Apple changes its (i)Tune and asks if it can communicate back to the mothership

After last week's fuss about iTunes reporting back to Apple about users music libraries (see: The Canadian Privacy Law Blog: Is iTunes reporting your listening back to the mothership?), Apple is now doing what it should have done in the first place. It is telling users what it wants to do and is asking for their OK. Check out Boing Boing: Apple changes iTunes, now obtains consent before collecting info.

Businesses that want to collect information about their users and those who want to provide features that require information from their users must be transparent about what they are doing and why. This reminds me of the expression that "it is not the crime, but the coverup." Consumers want to trust the companies they deal with.
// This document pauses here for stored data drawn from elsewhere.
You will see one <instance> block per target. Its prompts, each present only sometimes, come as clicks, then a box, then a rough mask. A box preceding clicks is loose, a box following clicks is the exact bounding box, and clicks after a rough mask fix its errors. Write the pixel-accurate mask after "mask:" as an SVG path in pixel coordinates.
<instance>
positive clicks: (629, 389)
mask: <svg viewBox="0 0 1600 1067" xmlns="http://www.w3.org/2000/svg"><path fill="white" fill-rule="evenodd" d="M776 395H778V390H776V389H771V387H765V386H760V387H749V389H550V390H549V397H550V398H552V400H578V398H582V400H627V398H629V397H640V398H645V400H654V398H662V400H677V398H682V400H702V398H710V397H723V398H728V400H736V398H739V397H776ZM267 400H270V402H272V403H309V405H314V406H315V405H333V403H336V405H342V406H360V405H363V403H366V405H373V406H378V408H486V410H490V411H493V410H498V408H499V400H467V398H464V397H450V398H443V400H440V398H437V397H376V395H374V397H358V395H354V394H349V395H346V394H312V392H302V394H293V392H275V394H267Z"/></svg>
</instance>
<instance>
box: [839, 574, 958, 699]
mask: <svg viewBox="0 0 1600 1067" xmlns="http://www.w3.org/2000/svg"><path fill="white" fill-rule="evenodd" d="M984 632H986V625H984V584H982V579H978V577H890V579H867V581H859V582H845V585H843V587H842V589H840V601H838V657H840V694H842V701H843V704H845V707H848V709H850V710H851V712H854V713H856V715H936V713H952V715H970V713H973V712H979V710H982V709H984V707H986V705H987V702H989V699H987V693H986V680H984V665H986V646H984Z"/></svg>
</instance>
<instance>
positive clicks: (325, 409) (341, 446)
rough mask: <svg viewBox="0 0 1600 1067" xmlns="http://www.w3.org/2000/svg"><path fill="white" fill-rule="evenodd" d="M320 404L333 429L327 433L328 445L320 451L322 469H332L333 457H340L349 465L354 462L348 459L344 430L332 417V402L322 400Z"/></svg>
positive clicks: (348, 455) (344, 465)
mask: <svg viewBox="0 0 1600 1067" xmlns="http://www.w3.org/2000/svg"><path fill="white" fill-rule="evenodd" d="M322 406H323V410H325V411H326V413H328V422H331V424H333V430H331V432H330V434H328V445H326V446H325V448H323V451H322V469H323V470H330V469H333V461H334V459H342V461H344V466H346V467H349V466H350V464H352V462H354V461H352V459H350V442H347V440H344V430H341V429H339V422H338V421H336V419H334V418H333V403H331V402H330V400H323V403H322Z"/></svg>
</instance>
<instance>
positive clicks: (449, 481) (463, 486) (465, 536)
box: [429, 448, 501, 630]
They expect to know what's going on. If they don't, consumers assume the worst and the suspicion snowballs. Consumers fall into three groups: those who don't care about privacy, those who care about privacy but will trade personal information for value or convenience, and those who are borderline paranoid. Other than the tinfoil hat, they are hard to tell apart but the middle group is the majority. If a company is transparent, accountable and appears to be honest, the first two groups will trust it with personal information. The latter group will never be happy, but if you are transparent they will just not use your product. If you aren't, they will be very loud with their suspicions. Even a company as trusted as Apple can have the paranoid descend on them and the middle-of-the-road types voice suspicions.

Moral of the day: be open and transparent from the beginning and you'll have many more satisfied customers.